When a step runs in the current command, `upload` passes its returned model ID directly to the next step. When a step is skipped, the next step resolves the needed model ID from `.qc-cli.json`. This avoids re-running earlier AI Hub jobs when you only need to continue from a later step.

`ai-hub compile` resolves model sources in this order: `--model-id`, explicit source options (`--onnx-path`, `--model-s3-uri`, `--from-job`), last quantized model from state, then the last training job from local state. `ai-hub download` is separate because downloading the optimized artifact is outside the four-step Workbench upload loop.

When MLflow is enabled, AI Hub job-producing commands (`quantize`, `compile`, `validate`, `profile`, and `upload`) log AI Hub metadata to MLflow. Each command execution receives a `qc_cli.aihub_submission_id`; all steps inside one `ai-hub upload` share that submission ID. Runs are nested under the MLflow run for the resolved source model when the CLI can prove that source from local state, such as `--from-job` or a model produced by a prior tracked AI Hub step. Otherwise, AI Hub runs are standalone. `validate` also logs output summaries, and `profile` logs profile metrics plus the raw profile JSON. `ai-hub download` does not create an MLflow run because it does not submit or measure an AI Hub job.

AI Hub authentication currently uses the local `qai-hub` SDK configuration. A planned follow-up is to support AWS Systems Manager Parameter Store `SecureString` for team-managed tokens, where `config.yaml` stores only a parameter name such as `/qc-cli/aihub/token`, AWS KMS encrypts the token at rest, and the CLI retrieves it at runtime with `ssm:GetParameter` plus `kms:Decrypt` permissions.

## Model lifecycle

The CLI uses neutral experiment naming for trained artifacts and reserves release terminology for an explicit promotion step.

Current behavior:

1. `qc-cli train start` submits a SageMaker training job.
2. `qc-cli train status` finalizes the MLflow run after the job reaches a terminal state.
3. If the job completed and `mlflow.register_trained_models` is enabled, the SageMaker `model.tar.gz` is registered as a new MLflow model version with:
   - `qc_cli.stage=experiment`
   - `qc_cli.artifact_kind=trained_source`
   - `qc_cli.source=sagemaker`
4. The MLflow alias `experiment-latest` points at the most recently registered experiment version.
5. AI Hub upload commands create deployable derived artifacts from a trained-source experiment or local ONNX model.
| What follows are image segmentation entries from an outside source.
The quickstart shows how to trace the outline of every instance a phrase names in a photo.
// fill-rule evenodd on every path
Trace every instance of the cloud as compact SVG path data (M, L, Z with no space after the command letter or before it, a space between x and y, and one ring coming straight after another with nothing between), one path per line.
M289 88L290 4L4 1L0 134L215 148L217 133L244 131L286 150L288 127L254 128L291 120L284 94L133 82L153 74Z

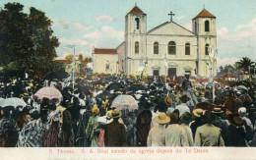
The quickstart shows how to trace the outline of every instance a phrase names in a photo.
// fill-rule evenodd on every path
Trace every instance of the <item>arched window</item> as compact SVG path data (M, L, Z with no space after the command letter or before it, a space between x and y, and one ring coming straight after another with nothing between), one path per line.
M185 44L185 55L190 55L190 44L189 43Z
M205 46L205 53L206 53L206 55L209 55L209 44L206 44L206 46Z
M154 54L159 54L159 42L154 43Z
M134 52L135 52L135 54L139 54L139 42L138 41L135 42Z
M205 21L205 31L210 31L209 21Z
M137 29L140 28L140 19L139 19L139 18L135 18L135 27L136 27Z
M170 41L168 43L168 54L170 55L176 54L176 43L174 41Z

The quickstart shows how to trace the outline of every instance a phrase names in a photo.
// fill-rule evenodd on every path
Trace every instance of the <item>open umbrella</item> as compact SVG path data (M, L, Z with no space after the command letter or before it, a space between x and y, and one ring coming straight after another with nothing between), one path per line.
M0 106L1 107L6 107L6 106L13 106L13 107L17 107L17 106L23 106L25 107L27 105L27 103L17 97L12 97L12 98L6 98L6 99L2 99L0 101Z
M42 100L43 98L48 98L50 100L51 99L57 99L58 101L61 101L62 94L55 87L45 86L45 87L40 88L34 94L34 97L36 97L38 100Z
M238 86L237 86L237 89L245 89L245 90L247 90L247 87L244 86L244 85L238 85Z
M118 90L120 88L125 88L124 85L122 85L121 83L111 83L109 85L106 86L105 90Z
M138 109L138 103L131 95L118 95L112 102L111 108L113 107L130 112Z
M54 79L57 79L59 80L62 80L63 79L67 79L69 77L69 74L67 72L65 72L65 69L61 68L57 71L54 72L50 72L48 74L46 74L42 80L52 80Z
M130 87L129 87L129 90L134 90L134 91L137 91L137 90L145 90L146 89L146 86L144 86L143 84L141 83L134 83L132 84Z

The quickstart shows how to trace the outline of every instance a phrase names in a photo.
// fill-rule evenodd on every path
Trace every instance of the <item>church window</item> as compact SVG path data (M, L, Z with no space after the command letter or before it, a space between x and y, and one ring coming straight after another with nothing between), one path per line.
M209 55L209 44L206 44L205 46L205 53L206 55Z
M168 68L168 76L174 77L177 75L177 69L176 68Z
M187 70L187 71L185 71L185 73L188 73L189 75L191 75L191 71L188 71L188 70Z
M160 70L153 70L153 76L160 76Z
M134 52L135 52L135 54L139 54L139 42L138 41L135 42Z
M174 41L170 41L168 43L168 54L170 55L176 54L176 43Z
M190 44L189 43L185 44L185 55L190 55Z
M159 54L159 42L154 43L154 54Z
M135 19L135 27L136 27L137 29L140 28L140 19L139 19L139 18L136 18L136 19Z
M195 22L195 32L197 33L197 22Z
M205 21L205 31L210 31L209 21Z
M106 61L105 70L109 70L109 62L108 61Z

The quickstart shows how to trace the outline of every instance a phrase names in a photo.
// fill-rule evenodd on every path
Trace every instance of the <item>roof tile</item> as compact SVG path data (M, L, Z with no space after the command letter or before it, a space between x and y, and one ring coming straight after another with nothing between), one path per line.
M117 54L116 49L95 48L94 54Z
M216 18L216 17L214 15L212 15L206 9L203 9L194 19L196 19L196 18Z
M134 6L134 8L128 13L134 15L146 15L139 7Z

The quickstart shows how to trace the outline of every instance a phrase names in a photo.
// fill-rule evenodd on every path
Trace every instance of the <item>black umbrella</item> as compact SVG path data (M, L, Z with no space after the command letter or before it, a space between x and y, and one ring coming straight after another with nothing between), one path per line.
M137 90L145 90L146 89L146 86L142 85L142 84L132 84L130 87L129 87L129 90L134 90L134 91L137 91Z
M121 83L111 83L106 86L105 90L118 90L118 89L124 89L125 86Z
M64 68L60 68L59 70L57 71L54 71L54 72L50 72L48 74L46 74L42 80L52 80L54 79L57 79L59 80L62 80L63 79L67 79L69 77L69 74L67 72L65 72L65 69Z

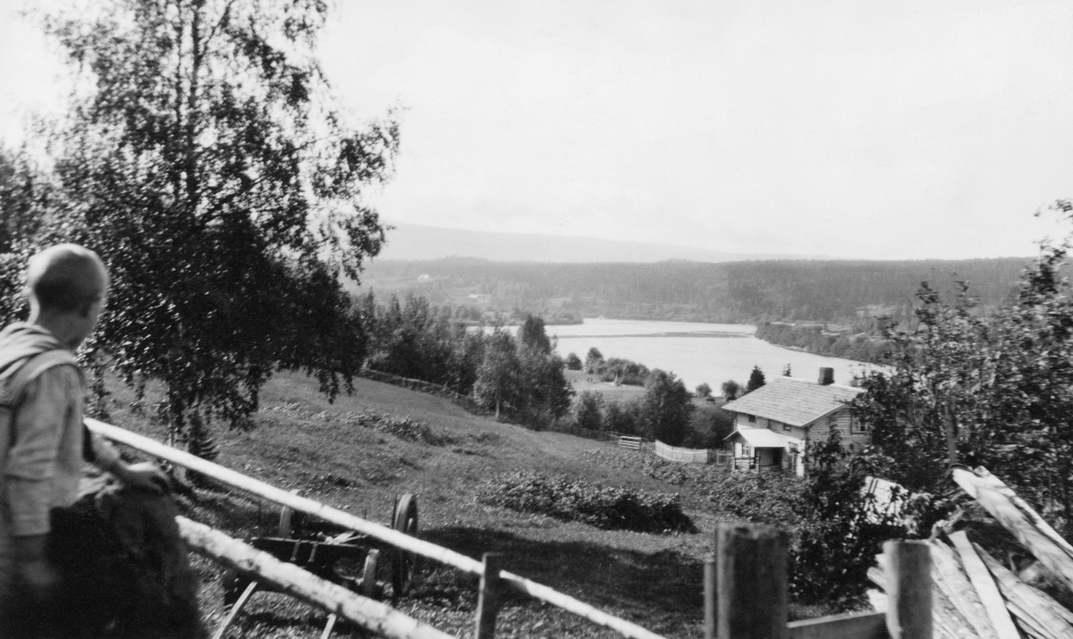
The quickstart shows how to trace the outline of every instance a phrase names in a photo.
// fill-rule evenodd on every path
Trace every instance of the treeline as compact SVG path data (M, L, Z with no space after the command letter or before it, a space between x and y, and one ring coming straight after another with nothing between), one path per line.
M446 386L531 428L546 428L570 410L573 388L541 317L527 316L515 338L502 328L469 328L455 309L416 296L379 303L368 293L356 312L373 370Z
M817 324L795 326L787 322L765 322L756 327L756 337L807 353L859 361L879 361L890 348L888 341L873 331L854 335L851 329L828 330Z
M995 308L1030 261L1021 257L912 262L541 264L451 258L372 263L364 285L414 292L436 303L539 310L582 316L696 322L852 322L913 315L922 282L968 281Z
Future release aliases such as `v1` or `production` can point at a selected deployable artifact.

Example future metadata:

```text
qc-cli-model version 12
qc_cli.stage=experiment
qc_cli.artifact_kind=trained_source
qc_cli.source=sagemaker

qc-cli-model-aihub version 3
qc_cli.stage=ai_hub_compiled
qc_cli.artifact_kind=deployable
qc_cli.parent_registered_model_name=qc-cli-model
qc_cli.parent_model_version=12
qc_cli.runtime=tflite
qc_cli.quantization=int8
qc_cli.target_device=Samsung Galaxy S25
```

In that flow, `experiment-latest` remains a training convenience alias. Release selection is a separate promotion decision based on the derived artifact, not on the experiment name.

## AWS permissions required

The IAM user or role running the CLI needs:

| Action | Service |
|---|---|
| CreateBucket, DeleteBucket, PutObject, GetObject, ListBucket, DeleteObject | S3 |
| CreateRole, GetRole, DeleteRole, AttachRolePolicy, DetachRolePolicy | IAM |
| CreateStack, UpdateStack, DeleteStack, DescribeStacks, DescribeStackEvents | CloudFormation |
| GetCallerIdentity | STS |
| CreateTrainingJob, DescribeTrainingJob, ListTrainingJobs | SageMaker AI |
| CreateMlflowTrackingServer, DescribeMlflowTrackingServer, DeleteMlflowTrackingServer | SageMaker AI, when `mlflow.mode` is `create` or `existing` |

`AdministratorAccess` covers all of the above.